5. Package and toolchain updates
The entire Fedora 34 toolchain and other packages upgraded to their latest releases. Here’s a quick rundown of the updates.
- Binutils 2.35
- Gcc 11
- binutils 2.35
- glibc 2.33.
- Golang 1.16
- IBus 1.5.24
- LLVM 12
- Ruby 3.0
- BIND 9.16
- MariaDB 10.5
- Ruby on Rails 6.1
6. New i3 tiling window manager spin
For the first time, Fedora 34 provides a new Tiling Window Manager – i3 flavor. This is a major step in the right direction where you get a ready-to-use Tiling Window manager flavor available with mainstream Linux distribution. Today, if you want to enjoy the tiling window manager, you have to install it manually via dnf and then configure many options such as display server, etc. With this, you get ready to use Fedora spin. This definitely increases the Tiling Window manager user base with Fedora.
7. GNOME 40
The default workstation edition features the latest GNOME 40 which is due release this week. GNOME 40 brings a complete design overhaul at the very core level. And fortunately, the release is in line with Fedora 34 schedule. Here’s a quick feature recap of GNOME 40.
- Multiline Icon Labels in GNOME Shell Grid
- App Grid Scrolls Horizontally
- Search Feature in Native Extensions App
- Workspace Navigation is now horizontal and more productive
- Sorting of Wifi Connections
- GNOME Calendar – reminder time changes
8. KDE Plasma 5.21
The Fedora 34 KDE Spin brings the latest KDE Plasma 5.21. KDE Plasma 5.21 brings a new kickoff menu, Wayland updates, the latest KDE Applications, and many new updates. Check out the feature overview here.
9. Xfce 4.16
The latest Xfce 4.16 desktop is available with Fedora 34. Xfce 4.16 brings many new features such as GTK2 is completely dropped in favor of GTK3, Settings dialog uses CSD, new icon set, fractional scaling, etc after years of development. And you can take advantage of this lightweight Linux distribution with its features. Check out the Xfce 4.16 feature roundup here.
10. LXQt 0.16
LXQt recently releases its latest version LXQt 0.16. And it is stable now. So, the Fedora team decided to upgrade the LXQt base to the latest LXQt 0.16. LXQt 0.16 brings new features which we covered here.
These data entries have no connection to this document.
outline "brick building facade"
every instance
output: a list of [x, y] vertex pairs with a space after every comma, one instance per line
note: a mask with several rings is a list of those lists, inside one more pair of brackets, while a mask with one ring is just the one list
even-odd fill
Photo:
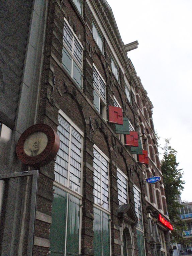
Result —
[[[170, 231], [158, 220], [159, 214], [169, 218], [153, 106], [110, 7], [105, 0], [24, 2], [15, 7], [26, 25], [23, 41], [14, 38], [15, 49], [1, 55], [7, 64], [15, 60], [4, 73], [2, 67], [0, 77], [1, 97], [12, 99], [0, 107], [1, 255], [171, 255]], [[18, 31], [19, 37], [25, 32]], [[14, 36], [5, 34], [6, 43]], [[21, 45], [23, 58], [17, 60]], [[20, 72], [13, 95], [9, 70]], [[124, 130], [111, 121], [122, 117]], [[30, 244], [32, 182], [28, 177], [7, 183], [2, 177], [32, 170], [18, 160], [15, 147], [20, 135], [36, 123], [57, 131], [61, 142], [55, 161], [39, 170]], [[146, 183], [152, 176], [161, 181]]]

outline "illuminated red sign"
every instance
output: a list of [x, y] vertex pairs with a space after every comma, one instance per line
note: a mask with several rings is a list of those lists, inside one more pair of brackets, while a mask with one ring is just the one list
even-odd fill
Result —
[[161, 214], [159, 215], [158, 220], [159, 221], [164, 225], [164, 226], [167, 227], [168, 229], [170, 229], [171, 230], [173, 230], [173, 227], [172, 225], [171, 224], [170, 222], [166, 221], [166, 220], [165, 220], [164, 219], [164, 218], [163, 218]]

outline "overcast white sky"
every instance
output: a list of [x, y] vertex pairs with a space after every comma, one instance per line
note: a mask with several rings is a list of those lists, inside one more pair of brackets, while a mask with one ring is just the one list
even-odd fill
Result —
[[155, 129], [178, 151], [181, 199], [192, 201], [192, 1], [107, 0], [125, 44], [139, 42], [128, 56], [154, 106]]

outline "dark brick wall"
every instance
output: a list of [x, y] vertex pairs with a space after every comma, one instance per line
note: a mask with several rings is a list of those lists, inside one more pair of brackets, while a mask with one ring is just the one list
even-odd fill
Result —
[[[97, 3], [98, 1], [95, 2]], [[93, 39], [92, 23], [93, 21], [95, 22], [95, 21], [86, 1], [83, 4], [83, 19], [79, 15], [71, 0], [63, 1], [54, 0], [49, 2], [38, 122], [47, 123], [57, 130], [58, 124], [58, 111], [61, 109], [84, 134], [81, 242], [82, 256], [94, 254], [94, 145], [96, 145], [109, 158], [112, 255], [117, 256], [121, 255], [121, 250], [120, 246], [117, 244], [116, 241], [120, 241], [121, 238], [120, 231], [116, 228], [119, 225], [117, 217], [118, 202], [117, 168], [119, 168], [128, 177], [129, 202], [133, 207], [133, 184], [134, 184], [141, 191], [144, 229], [146, 235], [147, 235], [147, 215], [148, 203], [145, 198], [146, 190], [143, 185], [143, 180], [145, 177], [142, 172], [144, 169], [148, 169], [148, 166], [138, 164], [134, 160], [130, 153], [130, 149], [126, 148], [117, 138], [115, 133], [115, 125], [104, 120], [94, 108], [93, 105], [93, 64], [99, 70], [106, 82], [107, 107], [109, 105], [113, 105], [114, 95], [122, 105], [123, 116], [129, 118], [136, 130], [138, 124], [141, 125], [142, 123], [145, 124], [146, 122], [147, 115], [146, 114], [145, 117], [141, 114], [139, 121], [136, 114], [137, 109], [139, 110], [141, 106], [139, 103], [139, 96], [137, 95], [137, 104], [135, 102], [133, 106], [129, 103], [125, 94], [125, 83], [122, 72], [120, 70], [120, 83], [117, 81], [111, 72], [110, 56], [112, 52], [106, 40], [104, 40], [105, 50], [103, 54]], [[83, 89], [80, 89], [76, 85], [61, 64], [64, 18], [68, 21], [84, 47]], [[122, 60], [121, 61], [121, 65], [126, 70], [124, 62]], [[127, 76], [129, 78], [129, 82], [130, 84], [133, 85], [134, 80], [130, 78], [130, 72], [128, 73]], [[53, 90], [54, 74], [55, 78], [55, 85]], [[135, 87], [136, 92], [141, 94], [138, 87], [136, 85]], [[140, 110], [139, 112], [141, 112]], [[91, 135], [90, 118], [92, 124]], [[148, 126], [149, 133], [152, 134], [153, 131], [150, 126]], [[152, 151], [151, 154], [153, 154]], [[149, 166], [151, 169], [155, 169], [157, 174], [159, 175], [158, 167], [151, 161]], [[39, 180], [37, 209], [50, 216], [52, 214], [52, 201], [53, 200], [54, 167], [54, 161], [53, 161], [40, 168]], [[150, 175], [149, 172], [148, 174], [149, 175]], [[150, 199], [152, 202], [155, 202], [153, 186], [149, 187]], [[163, 188], [161, 189], [162, 190]], [[158, 194], [157, 196], [159, 200], [158, 206], [161, 208], [159, 204], [160, 197], [160, 195]], [[164, 205], [163, 207], [165, 212], [165, 206]], [[35, 235], [48, 239], [49, 227], [49, 224], [36, 220]], [[136, 256], [137, 255], [137, 248], [135, 226], [133, 226], [132, 230], [135, 234], [134, 244]], [[148, 237], [147, 235], [146, 237]], [[149, 239], [146, 238], [145, 241], [146, 251], [148, 251], [149, 250]], [[35, 256], [47, 255], [49, 250], [48, 248], [34, 246], [33, 255]]]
Take a look.
Complete change log is available here.
Download and Test
The Fedora 34 .iso image for desktop, servers, and other spins is available below links. Due to the initial rush, the download speed might be slow, so wait for a day to get your copy if you feel the slowness.
Spins and other desktop flavors are available in this link.
You can install them in a virtual machines, or do a fresh install as well.
Make sure to download and test Fedora 34 Beta. And report any issues in Bugzilla. If you are new to reporting bugs, go through how to file bug documentation. That said, Fedora 34 is impressive and as always following the trends of adopting new packages and features before any other Linux distributions.
Fedora 34 final release expected on April 20, 2021.